Search Unity

  1. Unity 2019.1 is now released.
    Dismiss Notice
  2. We've opened up a space to discuss, share feedback, and showcase everything related to the Unity Shader Graph! Come show us what you've made.
    Dismiss Notice

Google Cloud Speech to Text in Unity

Discussion in 'AR/VR (XR) Discussion' started by NTNU_VR, Dec 6, 2018.

  1. NTNU_VR


    Dec 6, 2018

    We are currently working with a VR multiplayer project and using Unity version 2018.2.16f1. One of the features we wanted to try out was voice recognition and we quickly found out that we needed to use the Google Cloud speech-to-text product.
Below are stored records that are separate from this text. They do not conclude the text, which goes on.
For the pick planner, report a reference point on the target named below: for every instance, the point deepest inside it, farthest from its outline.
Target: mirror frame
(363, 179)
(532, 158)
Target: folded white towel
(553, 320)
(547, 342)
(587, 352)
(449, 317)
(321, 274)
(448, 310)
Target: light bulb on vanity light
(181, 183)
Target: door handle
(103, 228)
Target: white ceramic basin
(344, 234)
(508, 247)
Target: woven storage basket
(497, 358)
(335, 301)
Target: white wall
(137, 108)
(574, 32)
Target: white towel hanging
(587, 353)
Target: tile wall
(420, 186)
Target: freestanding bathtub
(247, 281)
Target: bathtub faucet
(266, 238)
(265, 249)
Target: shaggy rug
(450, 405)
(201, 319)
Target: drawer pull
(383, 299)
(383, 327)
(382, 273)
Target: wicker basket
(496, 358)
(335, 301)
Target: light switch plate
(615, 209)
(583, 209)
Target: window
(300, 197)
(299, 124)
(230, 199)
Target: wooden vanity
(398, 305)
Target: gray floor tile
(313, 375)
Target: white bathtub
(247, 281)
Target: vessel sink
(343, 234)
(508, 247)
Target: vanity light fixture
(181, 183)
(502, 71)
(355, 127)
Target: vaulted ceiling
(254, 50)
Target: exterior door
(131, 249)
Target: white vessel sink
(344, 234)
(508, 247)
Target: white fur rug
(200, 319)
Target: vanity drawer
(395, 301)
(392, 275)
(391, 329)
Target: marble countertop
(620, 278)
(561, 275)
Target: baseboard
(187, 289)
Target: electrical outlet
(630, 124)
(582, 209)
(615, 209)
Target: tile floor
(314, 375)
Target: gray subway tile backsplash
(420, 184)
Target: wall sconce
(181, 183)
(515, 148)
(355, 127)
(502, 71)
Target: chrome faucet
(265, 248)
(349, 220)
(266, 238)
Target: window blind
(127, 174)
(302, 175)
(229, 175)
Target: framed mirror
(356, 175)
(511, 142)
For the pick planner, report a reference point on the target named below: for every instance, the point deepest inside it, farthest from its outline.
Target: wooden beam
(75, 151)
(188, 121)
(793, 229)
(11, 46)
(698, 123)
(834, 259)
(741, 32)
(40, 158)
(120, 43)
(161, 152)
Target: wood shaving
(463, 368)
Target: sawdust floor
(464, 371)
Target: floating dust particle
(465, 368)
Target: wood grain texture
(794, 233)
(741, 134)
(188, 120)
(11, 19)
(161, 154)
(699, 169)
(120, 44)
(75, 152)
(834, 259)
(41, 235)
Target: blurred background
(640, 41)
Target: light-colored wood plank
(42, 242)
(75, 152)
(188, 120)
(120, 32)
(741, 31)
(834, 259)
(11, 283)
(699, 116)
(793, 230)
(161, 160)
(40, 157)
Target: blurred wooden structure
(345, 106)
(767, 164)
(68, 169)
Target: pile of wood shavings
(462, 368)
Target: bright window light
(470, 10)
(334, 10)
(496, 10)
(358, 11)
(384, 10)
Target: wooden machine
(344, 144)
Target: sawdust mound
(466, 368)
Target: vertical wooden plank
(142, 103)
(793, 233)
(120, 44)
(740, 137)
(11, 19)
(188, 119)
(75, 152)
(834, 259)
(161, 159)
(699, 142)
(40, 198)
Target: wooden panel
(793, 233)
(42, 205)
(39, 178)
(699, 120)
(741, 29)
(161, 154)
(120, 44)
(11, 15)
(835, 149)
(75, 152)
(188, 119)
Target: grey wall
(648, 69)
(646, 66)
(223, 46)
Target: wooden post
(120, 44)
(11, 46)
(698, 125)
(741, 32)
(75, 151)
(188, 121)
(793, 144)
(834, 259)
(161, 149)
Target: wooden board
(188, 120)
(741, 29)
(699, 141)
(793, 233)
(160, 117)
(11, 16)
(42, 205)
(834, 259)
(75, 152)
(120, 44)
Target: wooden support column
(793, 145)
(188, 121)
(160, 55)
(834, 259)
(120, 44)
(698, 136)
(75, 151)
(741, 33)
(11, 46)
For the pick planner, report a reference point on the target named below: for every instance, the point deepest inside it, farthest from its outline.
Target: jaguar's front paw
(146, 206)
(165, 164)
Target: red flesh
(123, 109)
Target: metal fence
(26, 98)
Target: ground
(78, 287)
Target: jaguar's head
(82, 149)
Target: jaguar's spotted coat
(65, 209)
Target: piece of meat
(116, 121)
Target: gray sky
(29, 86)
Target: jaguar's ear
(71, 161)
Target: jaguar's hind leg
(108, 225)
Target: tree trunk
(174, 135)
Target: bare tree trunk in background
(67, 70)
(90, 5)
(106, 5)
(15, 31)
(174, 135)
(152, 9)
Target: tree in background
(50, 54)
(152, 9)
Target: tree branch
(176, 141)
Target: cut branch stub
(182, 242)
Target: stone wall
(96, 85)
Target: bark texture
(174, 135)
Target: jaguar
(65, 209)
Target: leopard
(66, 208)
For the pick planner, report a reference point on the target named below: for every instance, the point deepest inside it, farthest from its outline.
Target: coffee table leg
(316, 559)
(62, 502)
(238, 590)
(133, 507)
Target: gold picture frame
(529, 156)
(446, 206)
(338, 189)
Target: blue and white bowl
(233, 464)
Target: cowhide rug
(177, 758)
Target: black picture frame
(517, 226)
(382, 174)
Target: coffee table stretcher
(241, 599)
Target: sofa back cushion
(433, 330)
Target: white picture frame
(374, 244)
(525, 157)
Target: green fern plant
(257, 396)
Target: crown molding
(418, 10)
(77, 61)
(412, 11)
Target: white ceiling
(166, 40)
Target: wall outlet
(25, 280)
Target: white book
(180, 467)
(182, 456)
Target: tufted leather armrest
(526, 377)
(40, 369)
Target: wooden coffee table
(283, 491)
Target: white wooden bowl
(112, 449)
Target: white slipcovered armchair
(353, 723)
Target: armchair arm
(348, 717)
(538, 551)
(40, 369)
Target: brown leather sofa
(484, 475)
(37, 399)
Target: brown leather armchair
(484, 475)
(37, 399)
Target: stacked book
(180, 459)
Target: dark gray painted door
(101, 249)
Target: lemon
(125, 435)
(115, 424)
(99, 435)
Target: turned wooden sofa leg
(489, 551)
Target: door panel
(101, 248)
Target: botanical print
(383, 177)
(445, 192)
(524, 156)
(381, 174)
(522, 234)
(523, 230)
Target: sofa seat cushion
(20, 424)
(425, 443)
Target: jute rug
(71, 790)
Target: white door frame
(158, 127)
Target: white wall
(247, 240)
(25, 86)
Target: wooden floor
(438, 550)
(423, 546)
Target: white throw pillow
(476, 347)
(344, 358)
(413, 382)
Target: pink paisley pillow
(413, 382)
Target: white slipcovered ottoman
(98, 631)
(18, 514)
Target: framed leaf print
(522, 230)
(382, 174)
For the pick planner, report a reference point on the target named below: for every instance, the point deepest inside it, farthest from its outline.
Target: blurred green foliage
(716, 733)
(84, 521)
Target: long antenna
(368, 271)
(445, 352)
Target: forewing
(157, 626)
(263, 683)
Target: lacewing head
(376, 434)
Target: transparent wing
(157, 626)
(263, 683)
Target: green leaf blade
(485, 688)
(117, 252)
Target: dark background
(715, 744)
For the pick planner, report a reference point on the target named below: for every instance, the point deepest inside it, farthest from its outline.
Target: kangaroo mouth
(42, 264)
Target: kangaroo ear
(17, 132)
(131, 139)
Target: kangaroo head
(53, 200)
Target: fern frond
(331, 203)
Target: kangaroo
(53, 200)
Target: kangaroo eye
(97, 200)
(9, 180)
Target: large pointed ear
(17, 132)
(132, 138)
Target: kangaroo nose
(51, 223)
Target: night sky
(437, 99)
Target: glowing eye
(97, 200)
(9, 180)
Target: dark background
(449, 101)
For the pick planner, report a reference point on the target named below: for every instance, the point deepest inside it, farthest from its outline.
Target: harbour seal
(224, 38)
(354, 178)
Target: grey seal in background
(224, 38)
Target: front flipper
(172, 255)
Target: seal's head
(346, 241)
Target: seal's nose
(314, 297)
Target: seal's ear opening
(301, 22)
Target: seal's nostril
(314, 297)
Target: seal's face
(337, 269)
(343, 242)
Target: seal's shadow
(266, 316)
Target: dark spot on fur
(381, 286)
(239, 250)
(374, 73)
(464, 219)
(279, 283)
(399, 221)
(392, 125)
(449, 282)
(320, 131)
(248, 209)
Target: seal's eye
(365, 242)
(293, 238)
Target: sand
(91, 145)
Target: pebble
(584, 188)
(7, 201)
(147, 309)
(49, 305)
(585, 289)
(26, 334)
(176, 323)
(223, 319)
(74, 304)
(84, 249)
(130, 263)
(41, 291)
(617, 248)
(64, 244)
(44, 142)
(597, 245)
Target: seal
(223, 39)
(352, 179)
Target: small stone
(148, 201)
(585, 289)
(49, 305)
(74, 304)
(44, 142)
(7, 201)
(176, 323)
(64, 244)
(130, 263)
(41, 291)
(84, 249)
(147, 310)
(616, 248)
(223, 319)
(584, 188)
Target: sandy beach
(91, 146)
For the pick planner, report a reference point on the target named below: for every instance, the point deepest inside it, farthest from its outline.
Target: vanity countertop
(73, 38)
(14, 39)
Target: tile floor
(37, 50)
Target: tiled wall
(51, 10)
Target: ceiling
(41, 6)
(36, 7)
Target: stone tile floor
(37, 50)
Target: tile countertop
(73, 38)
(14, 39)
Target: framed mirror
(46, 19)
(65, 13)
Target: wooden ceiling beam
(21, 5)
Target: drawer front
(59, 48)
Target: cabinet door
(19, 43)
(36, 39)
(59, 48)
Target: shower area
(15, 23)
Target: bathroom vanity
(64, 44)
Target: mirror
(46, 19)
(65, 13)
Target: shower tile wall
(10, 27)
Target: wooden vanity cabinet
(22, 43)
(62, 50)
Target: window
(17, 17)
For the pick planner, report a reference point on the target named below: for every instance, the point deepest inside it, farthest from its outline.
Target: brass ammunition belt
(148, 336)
    After looking at the assets store, it did not seem like anyone had made what we were specifically looking for. There are two things we need: voice recognition for streaming and support for the Norwegian language. Because of this we decided that we had to make a plugin ourselves. There was a lot of hassle with trying to get our plugin into Unity because of all the .dll files that produced errors, but we were able to solve most of them. However, we encountered a problem that got us really stuck. After resolving issues with the plugins, we tried to play the application in the editor, but it just freezes. According to the Google cloud console a request is made so it seems to be working halfway through. Anyone here who has any experience or idea with why this is happening?
  2. madleen_unity


    Unity Technologies

    Aug 28, 2018
    Thank you for posting!

    From reading the forum post I do not have an idea what is going wrong here for now.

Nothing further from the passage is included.